Les grands paradoxes budgétaires et les choix de facilité

Après avoir listé ces chantiers royaux que le gouvernement s’attèle à mettre en place, Benchaâboun a bifurqué sur le fond du sujet : le budget et la difficile équation du moment, celle de concilier la baisse des recettes, l’importance des besoins et des attentes et le défi de maintenir un certain équilibre des finances publiques.

« Nous avons besoin, gouvernement et Parlement, de travailler ensemble pour trouver des ressources nouvelles pour financer ces chantiers. Nous sommes devant un grand défi : nous devons, d’un côté, réduire le déficit budgétaire pour ne pas laisser filer l’endettement public, et de l’autre, générer des financements supplémentaires pour accompagner les grands chantiers de réforme ouverts par le Roi, tout en augmentant les budgets de la santé et de l’éducation et en accompagnant les différentes stratégies sectorielles ».

« Mais malgré cette équation difficile, nous allons réduire dès 2021 le déficit de 7,5 à 6,5%, et nous allons assurer le financement nécessaire pour les différents chantiers lancés, tout en augmentant les budgets de l’éducation et de la santé de 6 milliards de dirhams ».

« Cela est en soi un grand effort, parce que nous allons mobiliser des ressources nouvelles à travers la gestion active du portefeuille public, les financements innovants, et la contribution de solidarité. Nous avons aussi baissé les dépenses de fonctionnement de l'Etat de 3 milliards entre 2019 et 2021 ».

Des données que le ministre expose pour répondre aux critiques l’accusant d’avoir recouru à des choix de facilité pour boucler son budget : la conduite d’une politique d’austérité, la taxation de la classe moyenne et la dette.

Une assertion que le ministre qualifie de « non objective ».

« Nous avons choisi malgré la forte récession de faire une politique contracyclique en augmentant l’investissement public, en soutenant le pouvoir d’achat des ménages et en soutenant les entreprises, notamment les TPME », répond-t-il.

Benchaâboun relativise le surendettement public

« En toute logique, il fallait trouver des moyens rapides et nous sommes allés, comme tous les pays du monde, aux marchés pour lever de la dette.
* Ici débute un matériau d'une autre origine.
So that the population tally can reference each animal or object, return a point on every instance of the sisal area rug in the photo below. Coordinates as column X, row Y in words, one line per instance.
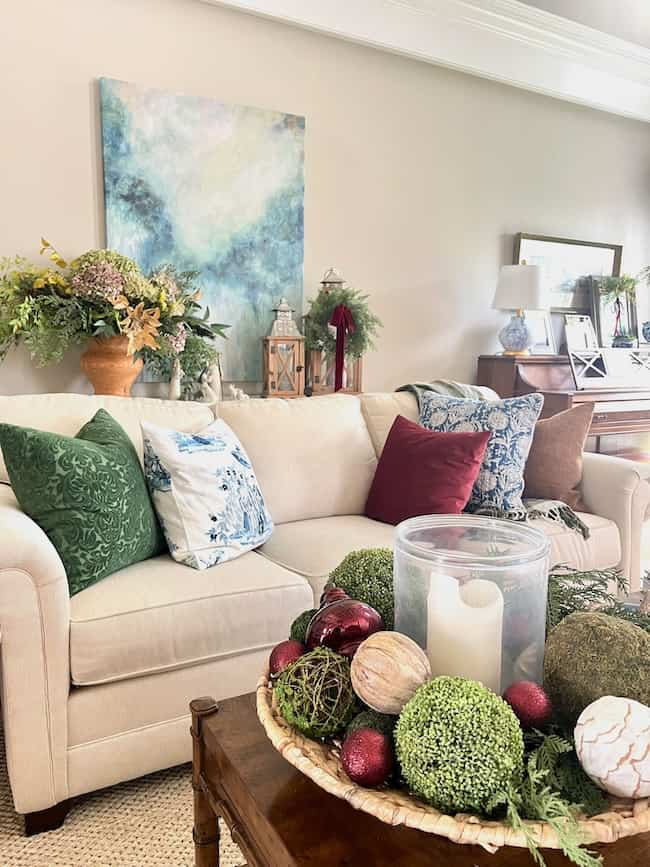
column 144, row 823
Mais il faut savoir que malgré l’augmentation du stock de la dette, son coût a baissé pour l’Etat au vu du relâchement des taux sur le marché local et la confiance dont jouit le Maroc à l’international. Les charges d’intérêts que nous allons payer en 2021 seront ainsi de 28,6 milliards contre 29,3 milliards en 2020, soit une baisse de 2,25%. La structure de notre endettement reste également saine : la part de la dette à court terme ne dépasse pas 13,2% dans le total de la dette du pays, et celle libellée en devises ne dépasse pas 22% ».
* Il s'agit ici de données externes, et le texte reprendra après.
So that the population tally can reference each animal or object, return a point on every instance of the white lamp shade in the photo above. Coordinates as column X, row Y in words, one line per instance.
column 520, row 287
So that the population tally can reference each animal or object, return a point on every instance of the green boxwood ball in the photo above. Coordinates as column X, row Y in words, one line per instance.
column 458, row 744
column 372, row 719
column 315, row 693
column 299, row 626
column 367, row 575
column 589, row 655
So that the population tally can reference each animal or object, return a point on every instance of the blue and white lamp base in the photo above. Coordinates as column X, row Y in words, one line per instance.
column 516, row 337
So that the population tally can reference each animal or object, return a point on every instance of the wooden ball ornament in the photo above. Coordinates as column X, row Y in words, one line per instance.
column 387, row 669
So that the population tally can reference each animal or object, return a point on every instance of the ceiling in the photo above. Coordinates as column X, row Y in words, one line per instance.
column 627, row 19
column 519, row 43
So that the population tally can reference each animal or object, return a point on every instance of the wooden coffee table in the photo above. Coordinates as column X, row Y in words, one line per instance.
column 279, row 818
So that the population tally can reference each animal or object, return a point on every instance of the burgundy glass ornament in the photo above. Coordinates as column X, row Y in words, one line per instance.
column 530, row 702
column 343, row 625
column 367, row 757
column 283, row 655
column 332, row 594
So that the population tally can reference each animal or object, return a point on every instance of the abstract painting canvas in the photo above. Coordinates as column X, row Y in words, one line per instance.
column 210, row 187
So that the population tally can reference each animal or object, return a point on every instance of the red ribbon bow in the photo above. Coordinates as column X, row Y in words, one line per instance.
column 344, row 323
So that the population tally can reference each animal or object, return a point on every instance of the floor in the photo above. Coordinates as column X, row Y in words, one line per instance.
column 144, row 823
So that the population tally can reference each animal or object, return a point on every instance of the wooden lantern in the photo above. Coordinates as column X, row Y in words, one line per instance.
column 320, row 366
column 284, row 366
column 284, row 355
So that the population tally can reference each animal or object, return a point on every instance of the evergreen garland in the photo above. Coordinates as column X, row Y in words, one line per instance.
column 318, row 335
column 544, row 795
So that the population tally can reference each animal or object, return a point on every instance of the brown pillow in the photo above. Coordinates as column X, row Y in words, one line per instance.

« Et malgré la révision à la baisse de la notation du Maroc par Fitch Rating, ceci n’a pas eu d’impact sur l’image du Maroc et le coût de sa dette. La notation constitue certes un élément principal chez les investisseurs, mais ceux-ci prennent en compte d’autres critères comme les réformes engagées, le rythme de leur réalisation et la stabilité politique », explique-t-il.

Et pour conclure son intervention, le ministre a rappelé que ce projet de loi de finances est venu pour répondre à plusieurs défis : gérer l’évolution de la pandémie et ses impacts économiques, sociaux et psychologiques, mais aussi pour jeter les bases d’un nouvel avenir en exécutant les réformes annoncées par le Roi et en réduisant les déficits sociaux mis à nu par cette crise.

« C’est donc un budget pragmatique, où nous avons pris en compte nos capacités financières, tout en essayant d’innover pour en créer d’autres. Et c’est un budget de confiance et d’espoir qui vise à construire le Maroc de demain, et une couverture sociale pour tous les citoyens… », conclut le ministre, appelant les parlementaires à plus d’objectivité, et à sortir des logiques politiciennes pour faire réussir l’ensemble de ces défis.